To close some important details from the flow of information on the dirty deeds practised by the NSA. It was already known that Google itself thoroughly scans (all?) e-mails stored in its servers. Strong evidence now indicates that the NSA is able to do the same, having broken into Google's private communication network. Although I do not expect any government to be courageous enough to act on this, it should be perfectly clear that such action is in breach of European Law (and its American counterpart). The main conclusion from this story: it is no longer safe to store e-mail with American corporations. I have been trying to find a proper replacement for GMail the past few months without success; at some point I'll have to accept the loss of some of its features in exchange for secure storage.
The Washington Post
How we know the NSA had access to internal Google and Yahoo cloud data
Barton Gellman, Ashkan Soltani, and Andrea Peterson, 04-11-2013

The Washington Post reported last Wednesday that the National Security Agency has been tapping into the private links that connect Google and Yahoo data centers around the world. Today we offer additional background, with new evidence from the source documents and interviews with confidential sources, demonstrating that the NSA accessed data traveling between those centers.

The background also helps explain the response of U.S. officials following the publication of the story.

The U.S. government declined repeated requests to discuss the story beginning eight days before it was published. Since publication it has made four responses.[...]
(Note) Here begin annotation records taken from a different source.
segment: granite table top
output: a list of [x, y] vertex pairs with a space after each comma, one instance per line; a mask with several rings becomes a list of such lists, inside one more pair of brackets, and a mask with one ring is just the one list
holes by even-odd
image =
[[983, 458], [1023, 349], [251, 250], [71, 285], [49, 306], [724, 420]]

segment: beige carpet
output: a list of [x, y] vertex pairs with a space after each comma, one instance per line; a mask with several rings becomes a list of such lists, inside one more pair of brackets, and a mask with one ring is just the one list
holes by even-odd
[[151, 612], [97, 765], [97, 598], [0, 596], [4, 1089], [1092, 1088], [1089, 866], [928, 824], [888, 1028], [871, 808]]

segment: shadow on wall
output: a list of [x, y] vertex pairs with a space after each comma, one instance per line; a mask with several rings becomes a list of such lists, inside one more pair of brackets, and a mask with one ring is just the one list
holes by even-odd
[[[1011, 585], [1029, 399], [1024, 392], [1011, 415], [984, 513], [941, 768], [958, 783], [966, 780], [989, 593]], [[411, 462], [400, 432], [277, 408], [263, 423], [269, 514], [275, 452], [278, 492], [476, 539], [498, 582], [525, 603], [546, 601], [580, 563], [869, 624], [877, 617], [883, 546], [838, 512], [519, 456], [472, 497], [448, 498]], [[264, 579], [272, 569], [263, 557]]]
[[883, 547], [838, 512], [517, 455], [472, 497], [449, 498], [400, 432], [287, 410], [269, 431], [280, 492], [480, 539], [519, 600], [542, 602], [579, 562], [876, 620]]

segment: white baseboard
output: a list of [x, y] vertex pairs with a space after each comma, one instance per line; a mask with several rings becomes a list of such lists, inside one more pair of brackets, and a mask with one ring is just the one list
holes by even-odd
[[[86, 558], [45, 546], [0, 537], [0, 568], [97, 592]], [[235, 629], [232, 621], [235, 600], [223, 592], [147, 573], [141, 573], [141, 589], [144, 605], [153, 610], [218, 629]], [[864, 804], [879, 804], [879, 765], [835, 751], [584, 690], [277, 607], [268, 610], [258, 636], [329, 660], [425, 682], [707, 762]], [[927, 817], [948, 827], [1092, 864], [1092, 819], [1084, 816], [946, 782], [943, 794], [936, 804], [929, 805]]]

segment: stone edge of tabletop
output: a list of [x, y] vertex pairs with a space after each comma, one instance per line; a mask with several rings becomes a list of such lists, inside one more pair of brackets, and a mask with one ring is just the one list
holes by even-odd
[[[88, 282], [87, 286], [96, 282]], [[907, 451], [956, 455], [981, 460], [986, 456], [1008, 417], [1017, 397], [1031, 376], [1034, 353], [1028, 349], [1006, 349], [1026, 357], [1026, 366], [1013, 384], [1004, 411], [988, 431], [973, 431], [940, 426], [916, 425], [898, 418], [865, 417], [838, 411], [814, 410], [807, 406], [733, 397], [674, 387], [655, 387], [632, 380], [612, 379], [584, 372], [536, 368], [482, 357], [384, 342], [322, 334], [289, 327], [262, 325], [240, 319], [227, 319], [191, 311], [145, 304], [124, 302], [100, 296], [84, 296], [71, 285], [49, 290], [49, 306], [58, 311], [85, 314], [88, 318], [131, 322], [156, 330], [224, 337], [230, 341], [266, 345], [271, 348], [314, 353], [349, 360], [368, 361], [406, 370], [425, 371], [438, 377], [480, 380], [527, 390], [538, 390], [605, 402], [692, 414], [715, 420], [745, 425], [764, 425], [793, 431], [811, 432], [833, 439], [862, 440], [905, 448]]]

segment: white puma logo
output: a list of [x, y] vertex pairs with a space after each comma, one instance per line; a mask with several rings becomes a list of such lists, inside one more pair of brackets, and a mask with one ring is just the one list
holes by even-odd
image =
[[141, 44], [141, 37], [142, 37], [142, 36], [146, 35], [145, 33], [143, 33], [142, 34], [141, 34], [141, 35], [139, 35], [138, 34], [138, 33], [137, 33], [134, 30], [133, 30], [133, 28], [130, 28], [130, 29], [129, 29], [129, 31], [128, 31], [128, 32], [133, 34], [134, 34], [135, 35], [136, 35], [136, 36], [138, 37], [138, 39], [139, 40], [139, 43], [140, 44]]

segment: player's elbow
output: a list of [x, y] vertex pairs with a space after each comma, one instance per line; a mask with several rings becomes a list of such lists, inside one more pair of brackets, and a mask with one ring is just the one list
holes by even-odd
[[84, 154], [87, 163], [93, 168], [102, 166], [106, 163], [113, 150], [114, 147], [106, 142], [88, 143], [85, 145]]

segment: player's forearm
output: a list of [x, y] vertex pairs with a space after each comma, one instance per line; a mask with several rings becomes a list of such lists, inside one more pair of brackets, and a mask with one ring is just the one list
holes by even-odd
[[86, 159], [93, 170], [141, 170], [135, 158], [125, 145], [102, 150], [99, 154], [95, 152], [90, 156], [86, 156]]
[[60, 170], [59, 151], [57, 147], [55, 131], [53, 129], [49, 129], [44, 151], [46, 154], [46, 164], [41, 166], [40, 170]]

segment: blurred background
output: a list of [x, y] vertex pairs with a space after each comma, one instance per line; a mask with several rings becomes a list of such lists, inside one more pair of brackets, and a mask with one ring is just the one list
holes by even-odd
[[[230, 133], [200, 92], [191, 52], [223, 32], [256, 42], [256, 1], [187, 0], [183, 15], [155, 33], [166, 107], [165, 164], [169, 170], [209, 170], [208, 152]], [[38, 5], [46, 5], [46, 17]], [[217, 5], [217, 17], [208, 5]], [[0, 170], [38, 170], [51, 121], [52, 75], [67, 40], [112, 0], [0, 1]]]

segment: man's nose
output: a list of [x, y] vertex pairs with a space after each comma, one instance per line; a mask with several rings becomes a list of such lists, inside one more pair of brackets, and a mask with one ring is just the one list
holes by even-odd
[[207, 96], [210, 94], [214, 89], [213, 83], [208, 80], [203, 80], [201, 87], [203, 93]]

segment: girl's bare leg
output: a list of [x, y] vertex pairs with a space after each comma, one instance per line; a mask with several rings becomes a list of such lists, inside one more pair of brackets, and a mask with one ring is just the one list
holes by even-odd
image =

The two companies do not entrust their data center communications to the “public internet,” which is comparable to an international highway system that anyone can use. Instead, they link their data centers with thousands of miles of privately owned or privately leased fiber optic cable – in effect, a system of private highways. When Google and Yahoo have to share a stretch of road with the public internet, they take other precautions to keep their traffic secure.

We showed some of the NSA’s briefing slides to private sector experts with detailed knowledge of the internal corporate networks of each company. In separate conversations, they agreed that the slides included samples of data structures and formats that never travel unencrypted on the public Internet.
Enjoy the weekend, if the weather alows you.